Answer
In this counseling answer:
“For one thing, you have a good husband. That not only indicates that Allah has been generous and kind towards you, but also that you attract good people. Meaning that there are some good qualities in you that are still alive. If you foster them, it will help you increase your self-esteem and courage! No matter how great our parents are, they always seem to leave an imprint of doing too much of this or too little of that, such that everyone suffers from something that has resulted from something their parents did or didn’t do.”
As-salamu `Alaikum dear sister,
I am so sorry to hear that your mother treated you in such a way. That is surely painful and emotionally abusive. Mothers are humans too, and they too are accountable for their actions to Allah. Oppression in any form is not acceptable, and what she did is not okay, even if she is your mother. Allah does not oppress and He does not permit anyone to do so.

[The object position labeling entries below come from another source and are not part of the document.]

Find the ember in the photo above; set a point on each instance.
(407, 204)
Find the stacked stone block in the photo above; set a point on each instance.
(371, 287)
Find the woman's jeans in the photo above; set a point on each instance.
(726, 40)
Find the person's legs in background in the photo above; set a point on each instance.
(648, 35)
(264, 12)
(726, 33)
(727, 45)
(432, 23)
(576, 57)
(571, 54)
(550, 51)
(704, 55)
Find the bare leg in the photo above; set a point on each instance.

Given that you still suffer from low self-esteem and lack courage, you are likely to feel resentful towards her until you see that you are able to relinquish those qualities and more despite your upbringing. Every human has the capacity towards resilience, and you undoubtedly are resilient in many ways. It is hard for you to see your strength because it seems like it has been difficult for you to validate your pain. Your pain is valid!! She wronged you, and you surely did not deserve that. Although it may feel like it, you are not damaged goods.
Consider…
For one thing, you have a good husband; that not only indicates that Allah has been generous and kind towards you, but also that you attract good people towards you; meaning that there are some good qualities in you that are still alive and, if you let them, will help you increase your self-esteem and courage! No matter how great our parents are, they always seem to leave an imprint of doing too much of this or too little of that, such that everyone suffers from something that has resulted from something their parents did or didn’t do.

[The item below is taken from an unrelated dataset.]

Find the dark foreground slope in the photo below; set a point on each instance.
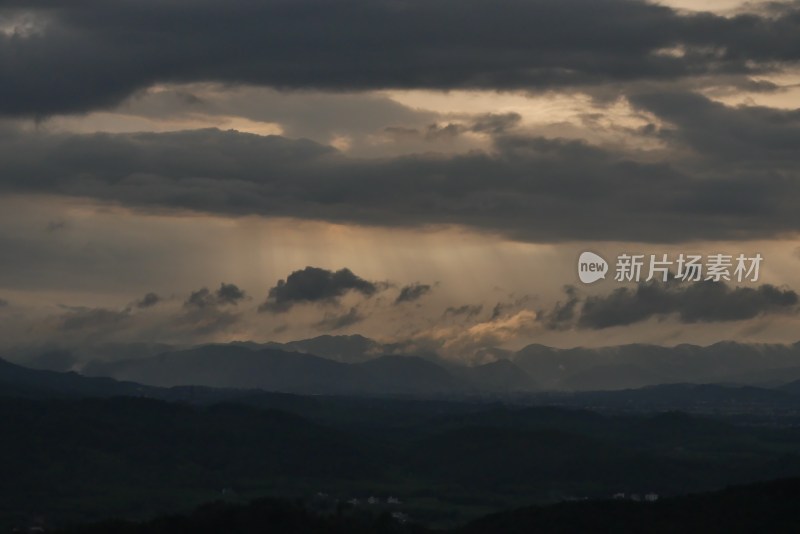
(765, 507)
(78, 460)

Why do I tell you this? I tell you this because you are not alone!! Millions of successful people come from histories of abuse and millions more are unsuccessful despite their histories of no abuse! Children that experience no adversity have a greater likelihood of being brittle and unable to handle the slightest challenge.

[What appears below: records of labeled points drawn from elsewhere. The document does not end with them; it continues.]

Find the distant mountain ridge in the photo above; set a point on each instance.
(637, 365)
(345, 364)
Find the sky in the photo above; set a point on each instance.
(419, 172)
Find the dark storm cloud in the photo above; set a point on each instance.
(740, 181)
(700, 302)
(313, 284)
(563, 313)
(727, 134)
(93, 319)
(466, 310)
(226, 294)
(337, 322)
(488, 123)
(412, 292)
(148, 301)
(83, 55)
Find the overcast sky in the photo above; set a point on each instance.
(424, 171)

Check out this counseling video
I strongly encourage you to get some individual counseling in which you can do more thorough work on your pain. This need not necessarily be with a Muslim counselor, though you might prefer it to be. Either way, counseling is something that will likely benefit you. Your case is very common, and you could gain some peace of mind and actually grow by processing your pain.
I pray that Allah help you and be with you.